The French King, in an attempt to regulate trade, had created laws which forbade anyone to go into Indian country to trade except those of the monopoly company. Licenses were granted, but only to a select few. The government preferred the native population to bring their furs directly to French merchants. But as population increased, more and more young men looked to the fur trade for their living, and with only minimal licenses being issued, that meant they had no choice but to work independently. Young men began deserting their assigned seignories (farms) in New France and escaped to the wilderness, drawn by the prospect of fortune as well as the lure of an unstructured life in the Indian villages. It has been estimated that, by the end of the seventeenth century, possibly as may as one-third of able-bodied men had chosen the life of the coureur des bois, choosing to break the law and escape to the wilderness to trade for furs themselves. Once they had a taste of the free-roving, adventurous life of the coureur des bois, they seldom returned to the colonies or their farms, even though the punishment, if caught, would be severe.

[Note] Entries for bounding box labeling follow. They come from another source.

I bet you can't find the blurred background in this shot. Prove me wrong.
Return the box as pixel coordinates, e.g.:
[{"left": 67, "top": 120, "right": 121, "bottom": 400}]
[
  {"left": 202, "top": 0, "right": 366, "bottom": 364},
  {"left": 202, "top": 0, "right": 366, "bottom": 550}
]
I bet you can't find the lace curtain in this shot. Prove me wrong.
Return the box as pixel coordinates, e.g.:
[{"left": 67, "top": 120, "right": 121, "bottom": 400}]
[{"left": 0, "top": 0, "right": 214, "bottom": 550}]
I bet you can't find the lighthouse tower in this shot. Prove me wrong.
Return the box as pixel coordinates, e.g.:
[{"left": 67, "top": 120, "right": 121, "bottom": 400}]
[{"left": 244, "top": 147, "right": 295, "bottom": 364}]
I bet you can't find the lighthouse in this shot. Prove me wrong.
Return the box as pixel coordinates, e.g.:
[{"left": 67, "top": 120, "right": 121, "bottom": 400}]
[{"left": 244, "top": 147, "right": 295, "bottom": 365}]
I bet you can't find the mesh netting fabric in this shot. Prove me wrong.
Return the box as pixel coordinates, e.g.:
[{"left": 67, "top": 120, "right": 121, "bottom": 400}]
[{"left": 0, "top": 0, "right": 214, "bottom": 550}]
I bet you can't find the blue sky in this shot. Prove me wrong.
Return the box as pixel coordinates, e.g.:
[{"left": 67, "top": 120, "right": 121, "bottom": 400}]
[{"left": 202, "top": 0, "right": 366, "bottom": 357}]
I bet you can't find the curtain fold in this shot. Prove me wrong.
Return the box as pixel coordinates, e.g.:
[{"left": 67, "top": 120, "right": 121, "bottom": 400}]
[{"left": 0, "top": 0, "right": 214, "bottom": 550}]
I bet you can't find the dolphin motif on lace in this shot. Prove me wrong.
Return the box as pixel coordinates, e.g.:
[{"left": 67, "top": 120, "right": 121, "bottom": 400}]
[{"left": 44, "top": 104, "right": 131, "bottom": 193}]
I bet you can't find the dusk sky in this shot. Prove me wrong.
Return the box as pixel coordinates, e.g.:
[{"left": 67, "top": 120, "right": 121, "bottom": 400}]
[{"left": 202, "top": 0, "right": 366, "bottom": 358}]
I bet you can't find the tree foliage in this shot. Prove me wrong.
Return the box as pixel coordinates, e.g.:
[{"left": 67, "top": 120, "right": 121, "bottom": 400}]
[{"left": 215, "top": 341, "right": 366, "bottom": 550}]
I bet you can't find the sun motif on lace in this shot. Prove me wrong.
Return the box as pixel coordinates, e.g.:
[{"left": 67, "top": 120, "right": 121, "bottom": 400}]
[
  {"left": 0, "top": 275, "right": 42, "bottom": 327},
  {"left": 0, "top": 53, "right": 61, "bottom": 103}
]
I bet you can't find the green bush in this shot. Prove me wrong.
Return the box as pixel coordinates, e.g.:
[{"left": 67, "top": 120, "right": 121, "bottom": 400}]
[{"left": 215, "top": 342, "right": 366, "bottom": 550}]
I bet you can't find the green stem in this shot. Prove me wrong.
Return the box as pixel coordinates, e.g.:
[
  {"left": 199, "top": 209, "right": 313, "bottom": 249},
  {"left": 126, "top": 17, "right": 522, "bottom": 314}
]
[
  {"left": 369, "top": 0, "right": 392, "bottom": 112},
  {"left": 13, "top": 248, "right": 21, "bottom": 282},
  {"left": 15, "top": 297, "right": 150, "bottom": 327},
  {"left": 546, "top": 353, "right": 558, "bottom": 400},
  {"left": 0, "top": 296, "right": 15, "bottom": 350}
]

These independent traders thought that operating outside government regulation a risk worth taking and a life worth living. They genuinely enjoyed the camaraderie of the First Nations people with whom they often settled and raised families, and they became fluent negotiators and adept guides.

You might think that since the coureurs des bois did their work illicitly, colonists would refuse to trade with them. However, not only did the colonists trade with them, when times were tough, colonists often took part in the trade and became coureurs des bois themselves.

You may recall in my article last month, I wrote of the explorer Du Luth, who belatedly recalled that'd he'd gone on his adventure without the proper license, and made a hurried attempt to remedy the situation by claiming all the land he explored for the King of France. There were some other famous explorers who began as coureur des bois as well. Here are several of the most notable:

  • Radisson and Groseilliers were brothers and coureurs des bois credited with establishing the Hudson Bay Company.
  • Étienne Brulé was the first European to see the Great Lakes.
  • Jean Nicolet explored the region around Green Bay and established peace with the Indians there.


etienne_brule
Etienne Brulé
The coureur des bois were itinerant bush-rangers, whose explorations and inroads into the continent paved the way for many to follow.